Há algum tempo, eu imaginei como iríamos nos comportar depois da pandemia, quando sairmos do “túnel”. Eu me atrevi a dizer, contra a visão precipitada de muita gente, que o futuro não nos reservaria um novo normal. Mas sim um novo antigo normal.

Muita gente torceu o nariz e outros, que não se manifestaram, devem ter pensado no quanto a pandemia havia distorcido minha visão da realidade e acelerado os primeiros sinais de uma fase gagá.

Ouvi muita gente garantir que os consumidores, finalmente, estavam aprendendo a refrear os seus desejos. Estavam se preparando para engavetar seus sonhos e suas compulsões no uso do dinheiro. E sabendo como viver sobre um “iglu” minimalista. Projetando um futuro em que seríamos capazes de reprimir e esconder essas vontades que conhecemos muito bem. E que dão um tempero e momentos, ainda que fugazes, de prazer na rotina muitas vezes insossa.

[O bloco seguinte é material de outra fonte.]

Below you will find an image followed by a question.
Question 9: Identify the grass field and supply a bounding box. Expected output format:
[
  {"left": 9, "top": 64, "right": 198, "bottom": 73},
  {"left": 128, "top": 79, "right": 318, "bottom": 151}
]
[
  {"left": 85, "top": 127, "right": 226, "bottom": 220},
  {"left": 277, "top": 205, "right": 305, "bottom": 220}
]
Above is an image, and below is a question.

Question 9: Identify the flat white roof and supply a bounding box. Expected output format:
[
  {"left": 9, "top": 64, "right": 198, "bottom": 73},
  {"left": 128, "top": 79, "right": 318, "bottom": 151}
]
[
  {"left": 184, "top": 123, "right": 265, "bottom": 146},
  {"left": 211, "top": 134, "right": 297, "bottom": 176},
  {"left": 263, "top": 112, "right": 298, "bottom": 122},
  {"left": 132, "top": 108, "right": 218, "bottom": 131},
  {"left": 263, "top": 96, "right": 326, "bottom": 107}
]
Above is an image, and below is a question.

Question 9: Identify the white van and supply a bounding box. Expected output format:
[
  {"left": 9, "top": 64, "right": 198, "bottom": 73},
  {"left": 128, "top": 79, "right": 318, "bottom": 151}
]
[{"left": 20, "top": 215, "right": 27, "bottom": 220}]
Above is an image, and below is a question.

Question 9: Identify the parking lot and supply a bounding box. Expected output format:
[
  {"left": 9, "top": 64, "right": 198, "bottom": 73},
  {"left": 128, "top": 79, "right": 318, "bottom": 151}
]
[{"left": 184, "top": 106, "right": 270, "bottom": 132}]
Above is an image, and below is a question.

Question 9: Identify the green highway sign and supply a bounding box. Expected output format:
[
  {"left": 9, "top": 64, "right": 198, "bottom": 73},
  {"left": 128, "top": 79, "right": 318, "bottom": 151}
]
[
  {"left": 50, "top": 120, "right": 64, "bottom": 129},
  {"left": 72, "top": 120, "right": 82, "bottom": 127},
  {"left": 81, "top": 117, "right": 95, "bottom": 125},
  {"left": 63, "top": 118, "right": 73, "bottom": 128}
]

Houve os que me diziam: veja o que aconteceu em países da Europa que viveram sob os rigores da guerra. Eles controlam até o número de ovos e pães que compram. É verdade, eu já vi isso algumas vezes. Porém, a imensidão oceânica e hemisférica que nos separa não tem tido aqui o mesmo efeito. Nós não somos feitos da mesma matéria cultural.

Como nos ensinou Eduardo Giannetti em seu Trópicos Utópicos (Companhia das Letras, 2016), nosso futuro como povo, como nação, não é mimético, mas muito mais provavelmente profético. Não vamos reproduzir os padrões que construíram o que é o primeiro mundo da mesma forma como eles o fizeram. Temos as nossas próprias raízes e argila para formular o devir. O nosso segundo Hino Nacional, a Aquarela do Brasil (Ary Barroso), prenuncia essa trilha do futuro, recuperando o caminho que percorremos e temos pela frente. Ouçam!

Esse rápido olhar ensimesmado para quem somos e sobre como nos comportamos tem me inspirado e me conduzido a uma visão muito mais provável do que nos espera ali, logo depois da esquina da pandemia. Em trabalhos de que participo em branding, eu me alimento de um fermento fundamental, ou seja: aquilo que as pessoas estão sentindo neste momento e como prenunciam o amanhã. E para isso, melhor mesmo é dar um passo além do que elas nos dizem, já que consumidores dizem o que pensam, mas fazem o que sentem. E o que eles sentem?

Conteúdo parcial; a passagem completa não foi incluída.